PURPOSE OF REVIEW: Loss of skeletal muscle mass is a common feature of a number of clinical scenarios including limb casting, bed rest, and various disorders such as HIV-AIDS, sepsis, cancer cachexia, heart failure, and uremia. Commonly, muscle disuse (hypodynamia) is the sole reason, or a large part, of why muscle mass is lost. The reduction in strength, or dynapenia, that accompanies these conditions is also a function of the degree of hypodynamia and is related to muscle loss.

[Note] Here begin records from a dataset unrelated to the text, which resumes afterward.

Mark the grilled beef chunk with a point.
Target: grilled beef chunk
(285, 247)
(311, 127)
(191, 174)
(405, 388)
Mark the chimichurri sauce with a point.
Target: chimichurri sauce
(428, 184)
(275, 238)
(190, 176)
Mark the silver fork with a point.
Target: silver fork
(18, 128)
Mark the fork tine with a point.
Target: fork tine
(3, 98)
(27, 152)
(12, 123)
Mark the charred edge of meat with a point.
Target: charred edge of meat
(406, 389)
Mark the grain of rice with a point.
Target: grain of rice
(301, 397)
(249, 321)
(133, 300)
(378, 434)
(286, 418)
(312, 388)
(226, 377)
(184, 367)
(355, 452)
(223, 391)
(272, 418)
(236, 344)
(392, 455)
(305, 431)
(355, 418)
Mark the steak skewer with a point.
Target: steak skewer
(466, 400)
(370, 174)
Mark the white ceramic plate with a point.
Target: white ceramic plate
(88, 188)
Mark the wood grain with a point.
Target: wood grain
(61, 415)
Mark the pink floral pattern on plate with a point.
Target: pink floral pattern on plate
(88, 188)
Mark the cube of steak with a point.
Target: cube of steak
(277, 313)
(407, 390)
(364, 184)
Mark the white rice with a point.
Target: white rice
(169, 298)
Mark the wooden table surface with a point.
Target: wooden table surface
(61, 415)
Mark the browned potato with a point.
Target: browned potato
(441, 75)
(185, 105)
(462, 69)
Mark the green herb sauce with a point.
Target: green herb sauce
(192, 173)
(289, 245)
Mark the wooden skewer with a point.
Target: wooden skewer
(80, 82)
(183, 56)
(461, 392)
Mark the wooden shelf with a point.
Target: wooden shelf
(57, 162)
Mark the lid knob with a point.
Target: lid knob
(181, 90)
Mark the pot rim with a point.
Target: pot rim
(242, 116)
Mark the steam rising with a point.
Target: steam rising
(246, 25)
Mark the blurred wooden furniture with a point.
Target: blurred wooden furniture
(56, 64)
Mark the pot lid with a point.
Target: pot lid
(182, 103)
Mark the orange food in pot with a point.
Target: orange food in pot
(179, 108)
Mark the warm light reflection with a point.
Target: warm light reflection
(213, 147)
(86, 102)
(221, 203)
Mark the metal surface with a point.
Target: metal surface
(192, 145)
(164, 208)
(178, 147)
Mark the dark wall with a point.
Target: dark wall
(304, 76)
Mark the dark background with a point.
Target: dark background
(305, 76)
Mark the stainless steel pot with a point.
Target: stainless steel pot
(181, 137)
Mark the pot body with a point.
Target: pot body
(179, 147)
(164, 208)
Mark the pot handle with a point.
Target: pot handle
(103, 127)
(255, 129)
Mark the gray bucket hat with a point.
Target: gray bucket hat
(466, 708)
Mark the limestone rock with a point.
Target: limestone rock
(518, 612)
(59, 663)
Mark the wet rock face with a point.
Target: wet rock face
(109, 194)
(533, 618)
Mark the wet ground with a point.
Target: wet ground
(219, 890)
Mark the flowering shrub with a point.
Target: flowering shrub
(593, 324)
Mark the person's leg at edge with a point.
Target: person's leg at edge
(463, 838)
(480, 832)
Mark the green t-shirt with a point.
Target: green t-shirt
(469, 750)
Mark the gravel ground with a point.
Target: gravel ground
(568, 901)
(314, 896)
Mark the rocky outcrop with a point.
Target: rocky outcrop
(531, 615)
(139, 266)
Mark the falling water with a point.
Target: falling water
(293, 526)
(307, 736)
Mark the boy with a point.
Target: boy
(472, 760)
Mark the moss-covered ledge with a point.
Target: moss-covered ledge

RECENT FINDINGS: The major and consistent finding in a number of human-based models of muscle wasting is a decline in the synthesis of new muscle proteins both in the postabsorptive and fed states. Thus, countermeasures are best suited to those that augment muscle protein synthesis and not those that attempt to counteract proteolysis. Our main thesis is that retention of muscle mass in wasting conditions will be achieved to the greatest extent by focussing on increased muscle use with moderate-to-high resistance loads as the primary countermeasure with a secondary countermeasure being to provide adequate nutritional support. Either intervention alone will alleviate some part of hypodynamia-induced muscle mass loss and dynapenia; however, together nutrition and muscular contraction will result in greater mitigation of muscle loss.
SUMMARY: Advances in our understanding of hypodynamia-induced muscle loss, a condition common to almost all syndromes of muscle wasting, has led to a focus on reduced basal and feeding-induced elevations in protein synthesis. Countermeasures for wasting should focus on stimulating anabolism rather than alleviating catabolism.